The robbery of a gold shop in Na Thawi District of the Southern Thai province of Songkhla on 24 August 2019 looked like a well-planned heist, carried out by professionals.
Without firing a shot, five hooded men wearing body armour and carrying M-16 assault rifles stole about 50 kgs of gold jewellery and gold bars worth about 85 million baht (S$3.8 million) in less than three minutes.
The police quickly identified at least three suspects, including one local man with a long criminal record, Jeh Arong Baheng. Authorities are now also looking into the possibility that this robbery was in fact an operation ordered by the Barisan Revolusi Nasional (BRN) as a means of raising funds to finance its ongoing separatist campaign in Thailand’s Deep South, with its Malay-Muslim majority. The BRN is flexing its muscles to vie for local support for the separation of the Deep South from the kingdom of Thailand and the formation of a new independent Islamic state.
The police have also linked bombs set off in the Thai capital Bangkok on 1 and 2 August to the BRN. Coinciding with the anniversary of the founding of the BRN on 1 August, these bombings, which slightly wounded a few pedestrians, seem to have been intended to publicise the group’s increased operational capacity.
The police have arrested at least two men from Narathiwat Province in the Deep South and issued arrest warrants for four others, all from that same region.

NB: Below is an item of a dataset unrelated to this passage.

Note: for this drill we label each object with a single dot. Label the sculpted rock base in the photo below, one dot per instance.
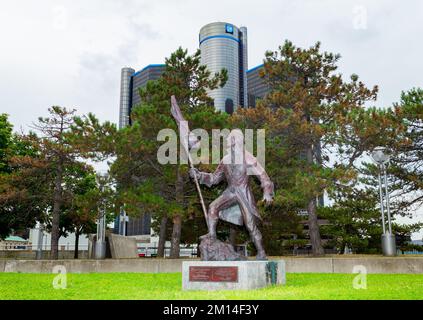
(216, 250)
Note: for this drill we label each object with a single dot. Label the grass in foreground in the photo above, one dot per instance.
(97, 286)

Authorities believe that the bombings – for which the BRN has not claimed responsibility – were aimed chiefly at embarrassing the Thai government while it was hosting in Bangkok the annual meeting of ASEAN foreign ministers and their counterparts from ten dialogue-partner countries.

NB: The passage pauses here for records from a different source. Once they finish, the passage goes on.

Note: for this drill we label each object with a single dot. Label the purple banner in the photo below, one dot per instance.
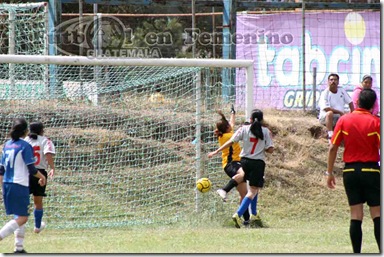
(346, 43)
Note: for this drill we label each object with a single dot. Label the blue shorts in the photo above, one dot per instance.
(16, 199)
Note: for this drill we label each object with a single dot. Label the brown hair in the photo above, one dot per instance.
(221, 125)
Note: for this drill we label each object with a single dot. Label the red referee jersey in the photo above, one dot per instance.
(360, 131)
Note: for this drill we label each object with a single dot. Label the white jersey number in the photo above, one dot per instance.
(36, 153)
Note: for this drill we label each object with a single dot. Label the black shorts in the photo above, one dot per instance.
(34, 187)
(362, 183)
(232, 168)
(254, 171)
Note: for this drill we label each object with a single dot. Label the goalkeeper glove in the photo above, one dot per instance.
(233, 110)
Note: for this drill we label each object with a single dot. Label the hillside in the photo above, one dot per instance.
(295, 181)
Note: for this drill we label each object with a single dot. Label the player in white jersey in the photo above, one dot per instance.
(16, 164)
(256, 141)
(331, 103)
(44, 151)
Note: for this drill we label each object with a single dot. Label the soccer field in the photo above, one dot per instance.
(281, 237)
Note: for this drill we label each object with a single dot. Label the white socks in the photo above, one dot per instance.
(19, 238)
(8, 229)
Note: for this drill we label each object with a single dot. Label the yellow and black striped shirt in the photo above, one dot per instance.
(231, 153)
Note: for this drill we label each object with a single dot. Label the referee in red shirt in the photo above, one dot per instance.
(360, 131)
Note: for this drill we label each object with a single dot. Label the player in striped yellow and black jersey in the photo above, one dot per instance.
(231, 159)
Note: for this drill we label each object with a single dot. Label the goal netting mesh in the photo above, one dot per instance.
(126, 153)
(125, 135)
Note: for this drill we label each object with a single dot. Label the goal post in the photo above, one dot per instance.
(131, 139)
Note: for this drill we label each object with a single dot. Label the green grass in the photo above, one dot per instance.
(289, 236)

The BRN has also remained silent about the gold shop robbery in Songkhla. However, if the group was behind the robbery, then it is playing a dangerous game. The crime can tarnish the BRN’s reputation as a politically and ideologically driven separatist movement. It will open the eyes of people in the Deep South – especially those of its majority Muslim population – to the changing nature of the struggle there, which has claimed over 7,000 lives in the past 15 years. If indeed separatists are turning to crime, they are perhaps not truly or primarily the helpless victims of abuses of power and state violence on the part of Thai authorities.
More importantly, the gold shop robbery may undermine the oft-repeated narrative of the separatists’ sympathisers in academia and in the international media, that Thai authorities benefitting from increased budgetary allocations to deal with the long-running national security problem in the Deep South have perpetuated the violence there. People can now better understand that the heavily armed separatists do resort to violence, attacking government check-points and killing security personnel. And, when they see the opportunity, they also rob gold shops, banks, and ATM machines.
The continuing violence and unrest in the Deep South make it imperative that the administration of Prime Minister Prayut Chan-ocha look for means of dealing with the chronic security problem there. So far, the on-again, off-again “peace talks” with representatives of separatist groups — in which Malaysia plays the role of the “facilitator” — have not be fruitful.
Prime Minister Prayut might ask Malaysian Prime Minister Mahathir Mohamad whether his government can do more to help Thailand settle the Southern separatist problem peacefully, even as the Thai police now believe that some of the gold shop robbers may have slipped across the border into Malaysia, where they might try to sell the stolen gold.
Dr Termsak Chalermpalanupap is Visiting Fellow in the Thailand Studies Programme, ISEAS – Yusof Ishak Institute.